Linear regression is a very useful tool for predicting a quantitative response. It has been around for a long time and is the topic of innumerable textbooks. Though it may seem somewhat dull compared to some of the modern statistical learning approaches, linear regression is still a useful and widely used statistical learning method. Moreover, it serves as a good jumping-off point for new approaches that serve as extension of regression. Some of the R libraries that we will need for this lesson is provided below.
library(MASS)
library(ISLR2)
library(car)
# Load Advertising Data from local computer
setwd("C:\\Users\\Asus\\Documents\\UP Files\\UPV Subjects\\Stat 197 (Intro to BI)")
advertising <- read.csv(".\\Advertising.csv")
# Check variable names
names(advertising)
## [1] "X" "TV" "Radio" "Newspaper" "Sales"
# Check first 6 rows of data
head(advertising)
## X TV Radio Newspaper Sales
## 1 1 230.1 37.8 69.2 22.1
## 2 2 44.5 39.3 45.1 10.4
## 3 3 17.2 45.9 69.3 9.3
## 4 4 151.5 41.3 58.5 18.5
## 5 5 180.8 10.8 58.4 12.9
## 6 6 8.7 48.9 75.0 7.2
# Generate scatter plot matrix
plot(advertising[,c(2:5)], col="#69b3a2")

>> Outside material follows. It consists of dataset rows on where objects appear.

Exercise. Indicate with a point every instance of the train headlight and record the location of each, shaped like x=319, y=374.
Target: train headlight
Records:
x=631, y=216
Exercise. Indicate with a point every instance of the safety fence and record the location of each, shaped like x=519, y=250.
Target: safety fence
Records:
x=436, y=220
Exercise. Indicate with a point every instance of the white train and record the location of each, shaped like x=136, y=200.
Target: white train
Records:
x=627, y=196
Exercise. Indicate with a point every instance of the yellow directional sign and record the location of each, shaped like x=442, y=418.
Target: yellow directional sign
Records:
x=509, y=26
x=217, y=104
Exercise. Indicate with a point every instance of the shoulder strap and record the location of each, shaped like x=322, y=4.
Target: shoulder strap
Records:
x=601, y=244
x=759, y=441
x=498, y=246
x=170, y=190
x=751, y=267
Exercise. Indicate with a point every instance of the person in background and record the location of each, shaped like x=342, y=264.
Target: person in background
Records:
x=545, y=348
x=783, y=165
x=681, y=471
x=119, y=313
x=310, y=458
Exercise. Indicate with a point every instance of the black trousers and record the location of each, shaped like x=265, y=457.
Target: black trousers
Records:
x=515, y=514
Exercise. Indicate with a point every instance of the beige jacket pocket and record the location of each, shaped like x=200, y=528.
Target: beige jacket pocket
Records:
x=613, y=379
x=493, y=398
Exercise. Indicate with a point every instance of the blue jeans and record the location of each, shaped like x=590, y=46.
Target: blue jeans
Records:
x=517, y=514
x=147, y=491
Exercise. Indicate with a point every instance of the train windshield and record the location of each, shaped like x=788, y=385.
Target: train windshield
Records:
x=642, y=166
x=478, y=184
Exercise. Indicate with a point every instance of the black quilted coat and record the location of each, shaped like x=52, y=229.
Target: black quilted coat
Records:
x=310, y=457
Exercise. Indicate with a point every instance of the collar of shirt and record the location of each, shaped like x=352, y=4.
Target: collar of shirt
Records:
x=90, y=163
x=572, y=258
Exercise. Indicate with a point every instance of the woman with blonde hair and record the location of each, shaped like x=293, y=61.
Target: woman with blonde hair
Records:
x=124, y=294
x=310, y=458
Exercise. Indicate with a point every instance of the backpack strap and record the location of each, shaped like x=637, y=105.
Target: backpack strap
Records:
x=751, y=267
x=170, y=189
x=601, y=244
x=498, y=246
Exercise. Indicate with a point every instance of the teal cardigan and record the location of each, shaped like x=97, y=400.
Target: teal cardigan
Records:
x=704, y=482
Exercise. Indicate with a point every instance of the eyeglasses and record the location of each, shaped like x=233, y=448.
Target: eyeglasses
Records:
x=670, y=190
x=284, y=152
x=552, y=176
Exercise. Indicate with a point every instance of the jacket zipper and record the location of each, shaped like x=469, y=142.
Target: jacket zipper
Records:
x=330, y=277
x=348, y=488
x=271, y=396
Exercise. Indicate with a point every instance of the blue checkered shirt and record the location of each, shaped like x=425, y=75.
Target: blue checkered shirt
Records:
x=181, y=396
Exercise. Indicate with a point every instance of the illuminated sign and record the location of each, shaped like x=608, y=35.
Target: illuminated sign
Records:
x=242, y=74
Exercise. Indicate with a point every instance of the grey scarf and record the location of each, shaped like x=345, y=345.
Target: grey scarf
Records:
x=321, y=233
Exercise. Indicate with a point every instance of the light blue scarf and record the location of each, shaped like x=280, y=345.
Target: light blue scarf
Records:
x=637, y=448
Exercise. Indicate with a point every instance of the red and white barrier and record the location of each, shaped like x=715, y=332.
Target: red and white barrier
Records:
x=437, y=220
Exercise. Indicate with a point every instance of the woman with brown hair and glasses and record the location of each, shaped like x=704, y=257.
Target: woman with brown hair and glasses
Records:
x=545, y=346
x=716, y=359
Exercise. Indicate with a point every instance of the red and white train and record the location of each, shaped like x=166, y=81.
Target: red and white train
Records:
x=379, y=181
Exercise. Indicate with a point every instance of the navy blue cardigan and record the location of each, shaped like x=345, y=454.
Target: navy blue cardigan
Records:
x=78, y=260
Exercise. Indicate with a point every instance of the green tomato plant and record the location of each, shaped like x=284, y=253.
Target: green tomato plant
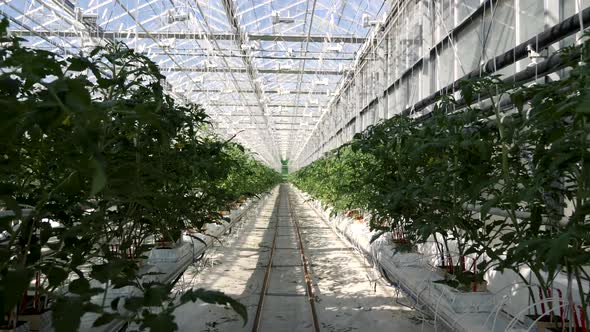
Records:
x=105, y=162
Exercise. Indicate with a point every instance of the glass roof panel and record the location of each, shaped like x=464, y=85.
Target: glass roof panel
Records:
x=263, y=69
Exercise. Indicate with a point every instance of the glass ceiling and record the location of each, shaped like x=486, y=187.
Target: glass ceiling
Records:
x=264, y=70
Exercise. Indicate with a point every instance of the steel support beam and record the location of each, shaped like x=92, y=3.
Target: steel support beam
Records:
x=192, y=35
x=320, y=93
x=246, y=71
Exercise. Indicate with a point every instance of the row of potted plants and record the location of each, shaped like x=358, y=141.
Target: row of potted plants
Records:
x=497, y=176
x=94, y=145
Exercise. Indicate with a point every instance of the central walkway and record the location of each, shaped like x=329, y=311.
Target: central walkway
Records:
x=345, y=296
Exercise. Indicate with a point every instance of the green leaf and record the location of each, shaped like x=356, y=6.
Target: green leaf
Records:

# Generate the linear regression results using the lm() function
# Store the results inside "lm.fit"
lm.fit <- lm(Sales ~ TV + Radio + Newspaper, data=advertising)
summary(lm.fit)
##
## Call:
## lm(formula = Sales ~ TV + Radio + Newspaper, data = advertising)
##
## Residuals:
## Min 1Q Median 3Q Max
## -8.8277 -0.8908 0.2418 1.1893 2.8292
##
## Coefficients:
## Estimate Std. Error t value Pr(>|t|)
## (Intercept) 2.938889 0.311908 9.422 <2e-16 ***
## TV 0.045765 0.001395 32.809 <2e-16 ***
## Radio 0.188530 0.008611 21.893 <2e-16 ***
## Newspaper -0.001037 0.005871 -0.177 0.86
## ---
## Signif. codes: 0 '***' 0.001 '**' 0.01 '*' 0.05 '.' 0.1 ' ' 1
##
## Residual standard error: 1.686 on 196 degrees of freedom
## Multiple R-squared: 0.8972, Adjusted R-squared: 0.8956
## F-statistic: 570.3 on 3 and 196 DF, p-value: < 2.2e-16
# Save the fitted values and compare with observed sales
predict.sales <- lm.fit$fitted.values
plot(predict.sales, advertising$Sales)
par(mfrow = c(1,2))
plot(lm.fit)
residuals <- lm.fit$residuals
# Testing for Multicollinearity
vif(lm.fit)
## TV Radio Newspaper
## 1.004611 1.144952 1.145187
# Testing for Autocorrelation
durbinWatsonTest(lm.fit)
## lag Autocorrelation D-W Statistic p-value
## 1 -0.04687792 2.083648 0.532
## Alternative hypothesis: rho != 0
# Testing for Normality
shapiro.test(residuals)
##
## Shapiro-Wilk normality test
##
## data: residuals
## W = 0.91767, p-value = 3.939e-09
# Testing for Equality of Variance
# Use leveneTest() or other tests
There are times when the model validation results suggest that the data need to be transformed. This is often useful in addressing issues with nonconstant variance and non-normality of the data. As an example, let’s consider the log(Sales) as the new response variable.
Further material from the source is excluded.